= Jimmy McNeece =

American boxer

Jimmy McNeece was a professional American Lightweight boxer from Oakdale, Long Island, New York. As an amateur boxer, McNeece won the 1976 New York Golden Gloves 112 lb. Open Championship. McNeece defeated amateur standout and future professional boxing star Paul Devorce in the finals at Madison Square Garden.

His father, Billy McNeece, was a professional boxer in the 1950s. Additionally, his brother Tom McNeece boxed as a professional in the 1970s and the 1980s.

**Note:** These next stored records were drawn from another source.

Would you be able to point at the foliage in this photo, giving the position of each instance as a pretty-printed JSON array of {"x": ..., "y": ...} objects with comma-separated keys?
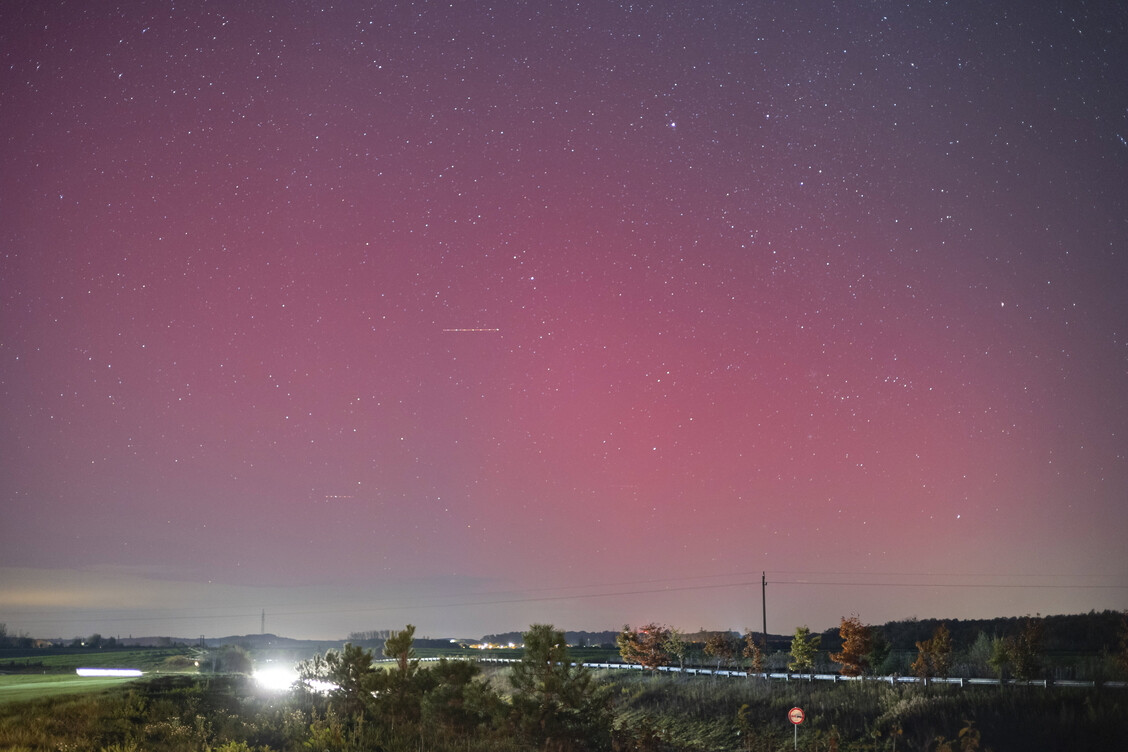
[
  {"x": 1121, "y": 654},
  {"x": 721, "y": 646},
  {"x": 228, "y": 660},
  {"x": 557, "y": 705},
  {"x": 934, "y": 657},
  {"x": 804, "y": 646},
  {"x": 645, "y": 646},
  {"x": 754, "y": 653},
  {"x": 857, "y": 645},
  {"x": 1021, "y": 654},
  {"x": 677, "y": 647}
]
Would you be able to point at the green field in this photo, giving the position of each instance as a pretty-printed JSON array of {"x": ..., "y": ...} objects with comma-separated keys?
[
  {"x": 16, "y": 688},
  {"x": 67, "y": 661}
]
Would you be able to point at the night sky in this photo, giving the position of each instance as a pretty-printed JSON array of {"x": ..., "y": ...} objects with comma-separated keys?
[{"x": 479, "y": 315}]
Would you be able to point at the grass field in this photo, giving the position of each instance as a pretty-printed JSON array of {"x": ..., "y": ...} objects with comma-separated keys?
[
  {"x": 67, "y": 661},
  {"x": 17, "y": 688}
]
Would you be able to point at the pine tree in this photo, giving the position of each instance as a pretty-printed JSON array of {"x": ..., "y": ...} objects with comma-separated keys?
[{"x": 804, "y": 646}]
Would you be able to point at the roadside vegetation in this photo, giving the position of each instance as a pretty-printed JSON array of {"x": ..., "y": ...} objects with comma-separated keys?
[{"x": 352, "y": 699}]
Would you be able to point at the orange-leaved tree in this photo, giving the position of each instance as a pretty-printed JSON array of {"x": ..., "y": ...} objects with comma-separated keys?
[{"x": 857, "y": 645}]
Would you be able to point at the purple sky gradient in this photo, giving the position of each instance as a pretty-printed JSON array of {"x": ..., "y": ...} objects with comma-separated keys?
[{"x": 478, "y": 316}]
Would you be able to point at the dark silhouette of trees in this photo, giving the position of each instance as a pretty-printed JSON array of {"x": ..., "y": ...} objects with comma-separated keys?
[
  {"x": 934, "y": 655},
  {"x": 857, "y": 644},
  {"x": 754, "y": 654},
  {"x": 645, "y": 646},
  {"x": 722, "y": 646},
  {"x": 676, "y": 646},
  {"x": 556, "y": 704}
]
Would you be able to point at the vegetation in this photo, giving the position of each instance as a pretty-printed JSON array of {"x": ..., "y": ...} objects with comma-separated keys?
[
  {"x": 857, "y": 645},
  {"x": 460, "y": 708},
  {"x": 934, "y": 656},
  {"x": 547, "y": 701},
  {"x": 648, "y": 646}
]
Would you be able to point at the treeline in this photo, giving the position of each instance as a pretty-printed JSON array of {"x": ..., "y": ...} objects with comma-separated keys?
[
  {"x": 579, "y": 638},
  {"x": 1081, "y": 633},
  {"x": 546, "y": 701},
  {"x": 1020, "y": 651}
]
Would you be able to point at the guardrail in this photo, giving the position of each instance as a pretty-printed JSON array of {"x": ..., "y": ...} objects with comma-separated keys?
[{"x": 696, "y": 671}]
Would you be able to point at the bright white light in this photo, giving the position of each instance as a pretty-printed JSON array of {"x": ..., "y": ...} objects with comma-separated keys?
[
  {"x": 108, "y": 672},
  {"x": 275, "y": 678}
]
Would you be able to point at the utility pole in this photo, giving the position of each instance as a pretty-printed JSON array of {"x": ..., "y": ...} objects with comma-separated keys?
[{"x": 764, "y": 604}]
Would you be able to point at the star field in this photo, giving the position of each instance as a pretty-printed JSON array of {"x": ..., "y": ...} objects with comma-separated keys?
[{"x": 430, "y": 302}]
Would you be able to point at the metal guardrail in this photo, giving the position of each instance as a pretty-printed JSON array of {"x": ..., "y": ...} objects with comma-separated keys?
[{"x": 697, "y": 671}]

Jimmy McNeece turned professional boxer on April 27, 1978, at Madison Square Garden and outpointed Melvin Boynton over four rounds. On August 25, 1978, McNeece was defeated by Louis Hubela on points over six rounds at Madison Square Garden.

McNeece boxed on the West Coast in early 1979. On January 26, 1979, McNeece defeated Sergio Nualarte at the San Diego Coliseum. McNeece was defeated at the famed Olympic Auditorium on February 8, 1979, by decision to Danny Patino over six rounds. On July 20, 1980, McNeece outpointed Robert Johnson over four rounds at the Great Gorge Playboy Club in McAfee, New Jersey.

His unofficial professional record was five wins and three losses.